If you can get to this level and stay there consistently without using media to remove it...well and good. But I suspect that this wont happen and you will need a little help from GFO or similar.

Best monitor it daily for a while and get to know what the trend is based on your normal daily routine. Once you have established a trend...up or down, you can then take appropriate action. Be careful with adding any media until you know the trend....number chasing is fraught with dangers !!

Your 'shrooms are not the best indicator of water quality....I think these blasted things would grow well and thrive in hot soup !!!!!!!!

I have many SPS and 'shrooms just hate the pristine water that SPS have to have....they dont grow and just sulk.

CRJ
12/19/2012, 05:11 PM
run phosphate remover like phosban or some kind of GFO, i like antiphos.

Water change. 30%+

salinity should be a touch higher, but NBD

cloudyness is most likely a bacteria bloom from the sudden amount of food to eat. it will pass.

emilypres
12/24/2012, 08:25 PM
Well I just got back in town to find the tang (brown powder) and the clownfish dead. I had someone feeding my fish while gone.

My water parameters upon my return are:
Temp- 74
Salinity-1.025
Ph-8.0
Phosphate-.25ppm
Ammonia-.25ppm
Nitrate-10ppm
Nitrite-0
Alkalinity-7
Calcium-420
Magnesium-1110

The fish that died had been showing signs of ick for about a week and a half but were eating fine. Any ideas? Did I maybe have an ammonia spike?

csauer52
12/24/2012, 08:35 PM
The ammonia you're seeing now is more than likely symptomatic of the dead fish. How long were they dead in the tank?

As for the ich, more than likely stress related. I have to be honest, your water temp is likely too cold for a powder tang. They prefer water temps closer to 80*, 74* is much lower than they would be accustomed to in the Indian Ocean. Probably related to the cold temp more than anything else.

Full disclosure, I'm no expert. Just basing my opinion on the powder blue I've had for 2 years. He showed signs of stress at the same temp and when I raised the temp, all was well....

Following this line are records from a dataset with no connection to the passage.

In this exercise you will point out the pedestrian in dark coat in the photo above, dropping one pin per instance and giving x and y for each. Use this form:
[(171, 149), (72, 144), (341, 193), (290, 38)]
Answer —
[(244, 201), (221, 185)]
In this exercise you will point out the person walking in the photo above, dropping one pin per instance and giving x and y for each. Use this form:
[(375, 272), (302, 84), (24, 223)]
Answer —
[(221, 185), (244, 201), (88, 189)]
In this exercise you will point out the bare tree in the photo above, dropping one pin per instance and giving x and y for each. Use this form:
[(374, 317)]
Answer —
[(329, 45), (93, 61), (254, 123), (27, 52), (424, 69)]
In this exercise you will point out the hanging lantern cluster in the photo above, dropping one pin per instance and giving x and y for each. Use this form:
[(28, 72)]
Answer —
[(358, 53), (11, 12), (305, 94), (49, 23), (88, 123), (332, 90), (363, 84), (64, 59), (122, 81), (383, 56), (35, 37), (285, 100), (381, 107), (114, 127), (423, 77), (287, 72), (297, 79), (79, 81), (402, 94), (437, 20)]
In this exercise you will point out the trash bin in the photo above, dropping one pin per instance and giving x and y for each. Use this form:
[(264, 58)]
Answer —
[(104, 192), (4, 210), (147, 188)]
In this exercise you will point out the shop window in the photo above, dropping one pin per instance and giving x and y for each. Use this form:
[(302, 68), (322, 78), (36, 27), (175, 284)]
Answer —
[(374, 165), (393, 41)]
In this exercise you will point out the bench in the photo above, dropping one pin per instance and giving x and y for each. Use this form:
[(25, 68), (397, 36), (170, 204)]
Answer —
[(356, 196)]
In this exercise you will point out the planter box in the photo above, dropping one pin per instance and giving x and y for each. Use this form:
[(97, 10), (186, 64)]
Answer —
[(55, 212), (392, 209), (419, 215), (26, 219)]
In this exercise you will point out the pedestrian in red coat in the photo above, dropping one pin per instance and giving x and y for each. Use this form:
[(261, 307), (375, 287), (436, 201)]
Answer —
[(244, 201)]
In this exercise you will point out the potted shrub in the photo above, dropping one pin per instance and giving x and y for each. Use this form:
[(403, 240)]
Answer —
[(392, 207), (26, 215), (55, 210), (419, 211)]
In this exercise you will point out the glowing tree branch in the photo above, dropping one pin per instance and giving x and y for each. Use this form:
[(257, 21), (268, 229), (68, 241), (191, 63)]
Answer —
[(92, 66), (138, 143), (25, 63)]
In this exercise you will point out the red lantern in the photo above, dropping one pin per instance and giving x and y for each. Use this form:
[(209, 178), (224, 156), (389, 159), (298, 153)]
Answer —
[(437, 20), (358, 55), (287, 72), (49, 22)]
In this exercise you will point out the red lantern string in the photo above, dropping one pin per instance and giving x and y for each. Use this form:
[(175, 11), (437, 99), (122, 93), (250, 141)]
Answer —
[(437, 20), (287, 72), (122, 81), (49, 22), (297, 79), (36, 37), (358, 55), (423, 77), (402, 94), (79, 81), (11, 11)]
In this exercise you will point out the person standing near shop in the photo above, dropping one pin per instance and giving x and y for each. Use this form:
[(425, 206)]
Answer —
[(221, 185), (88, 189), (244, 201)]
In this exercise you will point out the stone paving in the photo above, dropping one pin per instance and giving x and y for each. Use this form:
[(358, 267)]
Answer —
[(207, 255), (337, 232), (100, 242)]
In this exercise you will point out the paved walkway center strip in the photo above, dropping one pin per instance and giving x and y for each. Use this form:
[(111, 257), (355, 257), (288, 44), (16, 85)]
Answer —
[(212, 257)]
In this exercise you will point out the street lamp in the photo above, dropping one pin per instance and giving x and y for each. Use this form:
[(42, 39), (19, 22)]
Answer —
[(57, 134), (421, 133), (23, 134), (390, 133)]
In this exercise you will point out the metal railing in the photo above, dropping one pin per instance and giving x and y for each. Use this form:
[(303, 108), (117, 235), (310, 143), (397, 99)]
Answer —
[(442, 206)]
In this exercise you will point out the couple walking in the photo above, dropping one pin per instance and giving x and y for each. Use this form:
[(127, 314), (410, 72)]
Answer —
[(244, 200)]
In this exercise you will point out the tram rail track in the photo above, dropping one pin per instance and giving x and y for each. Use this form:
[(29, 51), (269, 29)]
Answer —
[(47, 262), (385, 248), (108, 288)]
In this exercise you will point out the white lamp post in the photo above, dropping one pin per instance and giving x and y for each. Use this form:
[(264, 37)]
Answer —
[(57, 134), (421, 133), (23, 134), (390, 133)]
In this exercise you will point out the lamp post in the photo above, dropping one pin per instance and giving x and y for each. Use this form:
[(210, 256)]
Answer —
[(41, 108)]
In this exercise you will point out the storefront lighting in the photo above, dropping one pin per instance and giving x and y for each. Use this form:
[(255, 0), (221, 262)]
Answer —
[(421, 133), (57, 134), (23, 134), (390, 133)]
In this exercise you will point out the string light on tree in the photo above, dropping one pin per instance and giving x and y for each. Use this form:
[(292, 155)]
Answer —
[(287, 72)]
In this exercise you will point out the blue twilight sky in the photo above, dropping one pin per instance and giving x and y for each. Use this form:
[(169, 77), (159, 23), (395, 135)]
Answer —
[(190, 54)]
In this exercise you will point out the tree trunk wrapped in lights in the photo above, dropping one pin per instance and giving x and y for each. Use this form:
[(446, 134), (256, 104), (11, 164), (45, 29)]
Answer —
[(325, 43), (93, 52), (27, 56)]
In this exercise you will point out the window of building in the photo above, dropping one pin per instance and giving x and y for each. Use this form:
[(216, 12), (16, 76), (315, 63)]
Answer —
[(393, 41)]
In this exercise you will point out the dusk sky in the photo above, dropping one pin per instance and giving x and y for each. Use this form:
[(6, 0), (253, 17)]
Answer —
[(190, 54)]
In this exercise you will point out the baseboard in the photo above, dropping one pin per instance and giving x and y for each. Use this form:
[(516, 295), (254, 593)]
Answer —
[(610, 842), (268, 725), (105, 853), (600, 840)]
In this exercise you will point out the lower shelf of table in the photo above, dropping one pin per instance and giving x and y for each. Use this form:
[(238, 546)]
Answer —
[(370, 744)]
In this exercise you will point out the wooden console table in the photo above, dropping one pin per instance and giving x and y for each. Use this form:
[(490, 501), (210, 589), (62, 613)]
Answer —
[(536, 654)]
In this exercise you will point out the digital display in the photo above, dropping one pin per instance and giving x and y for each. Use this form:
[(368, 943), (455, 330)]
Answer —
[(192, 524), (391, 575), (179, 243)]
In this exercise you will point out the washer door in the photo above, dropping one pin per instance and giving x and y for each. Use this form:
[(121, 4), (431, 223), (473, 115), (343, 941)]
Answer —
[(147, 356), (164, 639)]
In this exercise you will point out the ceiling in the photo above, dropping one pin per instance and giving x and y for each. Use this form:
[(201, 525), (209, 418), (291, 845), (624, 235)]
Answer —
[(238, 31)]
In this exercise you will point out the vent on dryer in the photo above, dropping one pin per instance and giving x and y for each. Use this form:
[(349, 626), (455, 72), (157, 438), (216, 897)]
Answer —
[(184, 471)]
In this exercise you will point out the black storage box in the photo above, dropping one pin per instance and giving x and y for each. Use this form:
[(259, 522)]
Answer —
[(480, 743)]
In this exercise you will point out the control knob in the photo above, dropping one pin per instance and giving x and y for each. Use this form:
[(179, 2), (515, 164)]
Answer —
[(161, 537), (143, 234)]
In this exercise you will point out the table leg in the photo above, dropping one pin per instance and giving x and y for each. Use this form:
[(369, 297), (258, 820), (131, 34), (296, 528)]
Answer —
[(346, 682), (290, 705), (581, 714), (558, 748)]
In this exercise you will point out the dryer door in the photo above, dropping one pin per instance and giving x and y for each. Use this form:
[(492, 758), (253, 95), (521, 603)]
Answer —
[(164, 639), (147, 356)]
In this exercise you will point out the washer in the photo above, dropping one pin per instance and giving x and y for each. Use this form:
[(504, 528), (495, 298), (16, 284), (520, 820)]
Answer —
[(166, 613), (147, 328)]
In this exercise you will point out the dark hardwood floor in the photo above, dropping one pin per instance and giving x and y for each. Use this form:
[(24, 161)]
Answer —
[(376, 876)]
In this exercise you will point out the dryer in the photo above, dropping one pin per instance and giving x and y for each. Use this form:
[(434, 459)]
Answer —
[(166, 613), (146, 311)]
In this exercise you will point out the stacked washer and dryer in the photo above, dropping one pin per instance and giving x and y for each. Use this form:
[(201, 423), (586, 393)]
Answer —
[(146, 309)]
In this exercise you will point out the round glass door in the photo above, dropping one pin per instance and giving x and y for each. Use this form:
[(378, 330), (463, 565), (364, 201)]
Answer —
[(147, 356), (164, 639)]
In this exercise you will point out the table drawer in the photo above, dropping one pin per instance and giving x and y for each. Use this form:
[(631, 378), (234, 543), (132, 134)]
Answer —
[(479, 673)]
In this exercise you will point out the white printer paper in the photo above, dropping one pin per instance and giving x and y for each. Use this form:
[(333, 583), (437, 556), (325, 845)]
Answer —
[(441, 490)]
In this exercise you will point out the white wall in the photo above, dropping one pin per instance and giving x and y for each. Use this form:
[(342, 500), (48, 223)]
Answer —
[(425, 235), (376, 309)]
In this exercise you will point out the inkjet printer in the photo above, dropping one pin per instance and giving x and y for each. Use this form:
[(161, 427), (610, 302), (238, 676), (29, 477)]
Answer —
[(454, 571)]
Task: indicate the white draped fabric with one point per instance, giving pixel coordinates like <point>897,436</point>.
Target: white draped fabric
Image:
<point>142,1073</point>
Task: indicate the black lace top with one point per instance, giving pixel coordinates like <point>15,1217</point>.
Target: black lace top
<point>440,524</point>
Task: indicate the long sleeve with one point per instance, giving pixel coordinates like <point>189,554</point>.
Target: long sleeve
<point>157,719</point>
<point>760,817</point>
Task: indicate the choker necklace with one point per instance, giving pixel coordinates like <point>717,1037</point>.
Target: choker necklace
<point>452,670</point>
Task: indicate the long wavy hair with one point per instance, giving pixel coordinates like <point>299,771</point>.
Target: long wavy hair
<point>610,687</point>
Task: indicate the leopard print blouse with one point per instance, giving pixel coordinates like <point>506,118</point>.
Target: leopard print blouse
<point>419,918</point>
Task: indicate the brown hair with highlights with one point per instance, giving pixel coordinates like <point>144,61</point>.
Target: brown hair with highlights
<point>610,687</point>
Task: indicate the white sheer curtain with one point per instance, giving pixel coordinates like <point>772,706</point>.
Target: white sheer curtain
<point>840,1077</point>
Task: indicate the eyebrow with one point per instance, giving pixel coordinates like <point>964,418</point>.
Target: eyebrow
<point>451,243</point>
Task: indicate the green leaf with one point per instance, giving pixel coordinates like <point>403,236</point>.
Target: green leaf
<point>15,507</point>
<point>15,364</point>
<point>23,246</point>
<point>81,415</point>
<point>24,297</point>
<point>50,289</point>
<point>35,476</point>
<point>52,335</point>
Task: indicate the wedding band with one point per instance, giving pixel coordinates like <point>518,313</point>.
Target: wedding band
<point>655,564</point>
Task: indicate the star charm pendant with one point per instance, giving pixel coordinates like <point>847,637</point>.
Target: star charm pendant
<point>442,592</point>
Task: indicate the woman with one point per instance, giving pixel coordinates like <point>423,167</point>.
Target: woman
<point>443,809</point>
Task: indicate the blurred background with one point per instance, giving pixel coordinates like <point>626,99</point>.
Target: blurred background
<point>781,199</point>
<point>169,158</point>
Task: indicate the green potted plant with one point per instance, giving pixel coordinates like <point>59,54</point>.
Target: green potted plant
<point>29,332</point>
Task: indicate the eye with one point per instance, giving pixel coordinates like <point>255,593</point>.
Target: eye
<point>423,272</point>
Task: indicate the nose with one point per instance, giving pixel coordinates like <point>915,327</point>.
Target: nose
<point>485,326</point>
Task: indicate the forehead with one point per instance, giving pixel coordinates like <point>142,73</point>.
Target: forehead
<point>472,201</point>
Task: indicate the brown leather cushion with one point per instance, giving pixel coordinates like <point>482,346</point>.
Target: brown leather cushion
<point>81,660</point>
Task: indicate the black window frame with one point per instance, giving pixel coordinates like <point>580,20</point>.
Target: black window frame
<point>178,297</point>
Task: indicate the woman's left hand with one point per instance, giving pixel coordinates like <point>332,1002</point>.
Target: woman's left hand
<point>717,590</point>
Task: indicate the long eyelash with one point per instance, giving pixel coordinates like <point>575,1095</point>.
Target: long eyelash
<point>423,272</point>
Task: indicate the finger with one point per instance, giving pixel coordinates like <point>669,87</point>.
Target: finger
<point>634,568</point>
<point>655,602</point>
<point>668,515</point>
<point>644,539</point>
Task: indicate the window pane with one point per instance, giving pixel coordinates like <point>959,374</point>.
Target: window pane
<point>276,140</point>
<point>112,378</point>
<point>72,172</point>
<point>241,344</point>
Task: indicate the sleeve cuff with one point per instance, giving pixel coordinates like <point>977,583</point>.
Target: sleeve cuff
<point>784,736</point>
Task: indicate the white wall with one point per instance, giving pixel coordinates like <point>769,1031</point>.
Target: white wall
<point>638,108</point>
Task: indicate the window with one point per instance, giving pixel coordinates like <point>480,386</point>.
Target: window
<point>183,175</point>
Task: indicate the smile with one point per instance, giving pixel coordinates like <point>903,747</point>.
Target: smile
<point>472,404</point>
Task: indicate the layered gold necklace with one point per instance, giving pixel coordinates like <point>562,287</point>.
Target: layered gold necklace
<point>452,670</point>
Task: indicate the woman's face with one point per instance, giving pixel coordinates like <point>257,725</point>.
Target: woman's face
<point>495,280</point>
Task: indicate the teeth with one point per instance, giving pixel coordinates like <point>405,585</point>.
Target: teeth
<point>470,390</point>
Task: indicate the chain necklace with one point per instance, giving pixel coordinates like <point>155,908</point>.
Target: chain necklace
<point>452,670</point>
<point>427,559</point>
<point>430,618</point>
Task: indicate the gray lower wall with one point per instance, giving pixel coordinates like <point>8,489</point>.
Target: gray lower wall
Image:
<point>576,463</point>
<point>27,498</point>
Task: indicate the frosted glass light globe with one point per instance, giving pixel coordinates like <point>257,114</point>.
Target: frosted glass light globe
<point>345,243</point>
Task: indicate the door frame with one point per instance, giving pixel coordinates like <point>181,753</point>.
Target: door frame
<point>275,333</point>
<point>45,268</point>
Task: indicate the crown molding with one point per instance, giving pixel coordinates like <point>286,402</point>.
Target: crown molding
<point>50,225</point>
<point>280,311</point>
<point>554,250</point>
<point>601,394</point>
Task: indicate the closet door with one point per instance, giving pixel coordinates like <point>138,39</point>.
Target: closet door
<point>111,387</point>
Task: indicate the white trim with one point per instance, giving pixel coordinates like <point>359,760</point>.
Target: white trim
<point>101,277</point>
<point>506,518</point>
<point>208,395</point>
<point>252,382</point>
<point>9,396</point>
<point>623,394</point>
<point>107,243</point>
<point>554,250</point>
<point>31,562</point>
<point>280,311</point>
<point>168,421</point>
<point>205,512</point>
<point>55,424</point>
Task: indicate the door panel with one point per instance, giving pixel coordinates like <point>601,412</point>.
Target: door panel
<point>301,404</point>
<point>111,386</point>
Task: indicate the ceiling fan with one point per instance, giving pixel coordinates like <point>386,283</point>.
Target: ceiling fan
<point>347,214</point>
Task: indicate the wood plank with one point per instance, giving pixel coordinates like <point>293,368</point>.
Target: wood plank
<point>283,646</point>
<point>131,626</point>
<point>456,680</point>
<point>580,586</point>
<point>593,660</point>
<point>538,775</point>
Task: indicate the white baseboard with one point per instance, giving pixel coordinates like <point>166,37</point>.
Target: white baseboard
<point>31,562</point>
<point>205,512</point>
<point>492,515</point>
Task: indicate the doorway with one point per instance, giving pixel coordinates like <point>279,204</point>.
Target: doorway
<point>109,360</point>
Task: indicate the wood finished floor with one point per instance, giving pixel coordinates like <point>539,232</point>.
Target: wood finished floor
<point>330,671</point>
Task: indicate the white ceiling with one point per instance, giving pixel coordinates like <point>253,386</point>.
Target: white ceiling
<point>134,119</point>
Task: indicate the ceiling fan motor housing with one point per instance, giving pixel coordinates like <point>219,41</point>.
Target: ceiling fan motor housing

Now my tank never strays from 80 within a half degree either way.

MrTuskfish
12/25/2012, 01:29 PM
Next time, just leave them. no fish is going to be hurt going without food for 3 days. Top-off can be a bigger worry, an ATO eliminates that.

emilypres
12/27/2012, 07:04 AM
It's funny u mention top off because my external pump was sucking air but I don't see how that could have killed them. The spike was due to the over feeding I think. They had probably only been dead about a day. One side note, I added a bag of phoszorb last night and this morning my parameters are ammonia-0, nitrates-0, nitrite-0, phosphate-.20 (these had jumped to 1 ppm last night). The phosphate spike prompted me to purchase the phoszorb bag.